Cristal sentiu o ar a abandonar-lhe os pulmões. As pernas fraquejaram e, por um momento, acreditou que iria cair, mas conseguiu apoiar-se na parede. Eliminar-me? Matar a minha família? Este tempo todo ele esteve a planear isto? A imagem do homem gentil que lhe roubou o coração desmoronava-se, revelando-se um verdadeiro pesadelo.  

—Tu estás louco, Sérgio! —exclamou Helen, horrorizada. Embora Cristal quisesse odiá-la, podia ouvir o medo genuíno nas suas palavras—. Esses mafiosos não são poderosos por acaso! Achas mesmo que vais sair impune? Com certeza descobrem-te antes que possas fazer alguma coisa.  

—Ainda não o fizeram, pois não?! —respondeu Jarret, com uma arrogância que fazia os nervos dela ferverem—. Sabem tão pouco sobre mim que nem desconfiam. Eu sei mexer-me, Helen. É isso que me diferencia, essa é a minha verdadeira força. Por isso, chega de perguntas.  

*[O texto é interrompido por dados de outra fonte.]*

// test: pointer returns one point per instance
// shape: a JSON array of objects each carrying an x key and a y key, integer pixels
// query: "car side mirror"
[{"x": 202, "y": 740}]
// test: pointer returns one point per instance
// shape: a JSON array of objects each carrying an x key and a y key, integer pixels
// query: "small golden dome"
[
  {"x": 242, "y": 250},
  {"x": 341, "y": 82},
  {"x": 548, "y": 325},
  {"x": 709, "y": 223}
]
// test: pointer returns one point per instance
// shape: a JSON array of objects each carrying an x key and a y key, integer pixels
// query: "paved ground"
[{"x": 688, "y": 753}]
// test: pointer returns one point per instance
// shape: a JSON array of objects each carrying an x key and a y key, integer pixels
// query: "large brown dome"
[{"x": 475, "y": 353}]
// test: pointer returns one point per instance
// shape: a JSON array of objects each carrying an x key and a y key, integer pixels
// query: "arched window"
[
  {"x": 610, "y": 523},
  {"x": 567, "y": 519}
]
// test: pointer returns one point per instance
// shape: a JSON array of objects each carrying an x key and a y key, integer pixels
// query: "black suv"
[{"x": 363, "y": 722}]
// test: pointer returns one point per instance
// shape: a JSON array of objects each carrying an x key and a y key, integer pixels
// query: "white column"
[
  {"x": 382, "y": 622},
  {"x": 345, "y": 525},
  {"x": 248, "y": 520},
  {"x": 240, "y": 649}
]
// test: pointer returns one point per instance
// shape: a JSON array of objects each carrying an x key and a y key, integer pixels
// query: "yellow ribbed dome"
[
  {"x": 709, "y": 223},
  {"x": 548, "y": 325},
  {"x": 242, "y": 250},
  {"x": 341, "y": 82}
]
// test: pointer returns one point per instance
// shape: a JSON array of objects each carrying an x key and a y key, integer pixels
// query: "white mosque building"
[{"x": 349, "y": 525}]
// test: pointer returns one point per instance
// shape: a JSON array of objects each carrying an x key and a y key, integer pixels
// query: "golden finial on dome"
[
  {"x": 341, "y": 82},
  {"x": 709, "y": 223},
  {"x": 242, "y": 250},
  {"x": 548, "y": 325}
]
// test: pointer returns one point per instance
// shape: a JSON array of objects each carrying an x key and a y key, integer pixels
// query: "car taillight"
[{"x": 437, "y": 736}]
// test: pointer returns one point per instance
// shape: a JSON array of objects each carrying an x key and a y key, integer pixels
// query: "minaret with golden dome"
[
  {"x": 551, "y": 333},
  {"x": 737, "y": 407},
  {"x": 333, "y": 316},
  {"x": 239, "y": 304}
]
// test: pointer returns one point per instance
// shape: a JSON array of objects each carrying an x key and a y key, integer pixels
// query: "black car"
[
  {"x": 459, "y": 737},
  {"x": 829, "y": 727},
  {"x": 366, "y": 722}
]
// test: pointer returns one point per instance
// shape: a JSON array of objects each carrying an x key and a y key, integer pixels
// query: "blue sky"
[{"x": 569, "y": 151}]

O tom dele mudou de repente, adoptando uma imperatividade furiosa que não admitia recusa:  

—Ajoelha-te e satisfaz-me! Maldição, só faltam vinte minutos para o casamento! Rápido, não posso aparecer com tanta energia acumulada ou não conseguirei dizer o "aceito" como se fosse nada!  

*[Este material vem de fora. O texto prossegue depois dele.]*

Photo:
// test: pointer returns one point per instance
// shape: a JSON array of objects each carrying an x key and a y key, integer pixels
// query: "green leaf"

Cristal avançou um pouco mais para garantir que era, de facto, o seu Jarret quem falava com quem, até há momentos, ela considerava a sua melhor amiga, Helen. E lá estava ela, com o membro do noivo na boca, enquanto ele lhe segurava a cabeça com as mãos, olhos fechados. Um pequeno grito escapou-lhe, fazendo com que ambos reagissem e a olhassem.  

Sem pensar duas vezes, saiu a correr do quarto com a bolsa apertada contra o lado do corpo. O elevador estava mesmo à sua frente, abriu-se no momento certo e não hesitou em entrar. Ao chegar à receção, avistou ao longe o amigo do designer Oliver exatamente na entrada. De certeza que está à espera do carro. Vou-me embora com ele, pensou, agarrando-se a essa ideia como o seu único escape.  

Avançou, fingindo dirigir-se à sala de espera das noivas. De repente, viu os seguranças a falar ao telefone; possivelmente com Jarret. Acelerou os passos com o coração aos saltos, desviando-se de um grupo de turistas que acabava de entrar no hotel. Tirou os sapatos e arregaçou o vestido, preparando-se para correr com toda a sua força. E correu, gritando desesperada para o amigo de Oliver. Os turistas, intrigados, começaram a olhar para ela no momento exato em que os seguranças tentavam abrir caminho entre a multidão.  

Ela não desacelerou, como se aquele homem fosse o amor da sua vida. Naquele instante, ele tornou-se a sua única esperança. Lançou-se para os seus braços, agarrando-se a ele com força. Entrou num carro que arrancou a toda a velocidade, enquanto eram perseguidos por Jarret.  

Por momentos, ele sorria-lhe e conseguia acalmá-la de uma forma que nunca pensou ser possível. Nunca se sentira tão protegida como naquele instante, encostada ao peito forte daquele desconhecido. Era irónico que, no meio de uma tragédia assim, encontrasse algum consolo nele. É bonito, pensou por um instante breve. Apesar da dor continuar presente, algo no rosto dele conseguiu distraí-la por um momento.  

No entanto, o peso da realidade atingiu-a novamente. Não podia acreditar na sua própria estupidez. Tudo o que fizera para manter a sua vida sob controlo desmoronara-se em questão de minutos. Anos de sacrifício para se afastar da sua família mafiosa e fugir daquela m*****a herança… Tudo para acabar a ser usada da forma mais vil e desprezível.

Agora tudo fazia sentido. Claro, isso explicava como Jarret, ou Sérgio —ou como ele se chamasse— sabia absolutamente tudo sobre ela. Helen, ou Estela, tinha sido cúmplice. Durante cinco anos recolheu informações, roubou-lhe cada segredo familiar com absoluta habilidade, ganhando a sua confiança para depois traí-la.  

—És uma tonta, Cristal. Uma completa estúpida —murmurou entre soluços, sentindo-se mais pequena e vulnerável do que nunca.  

O ar parecia pesado, como se o mundo inteiro estivesse a cair sobre ela. E então, uma pergunta surgiu do fundo do seu ser, atingindo-a com ainda mais força: E agora, o que vais fazer, Cristal?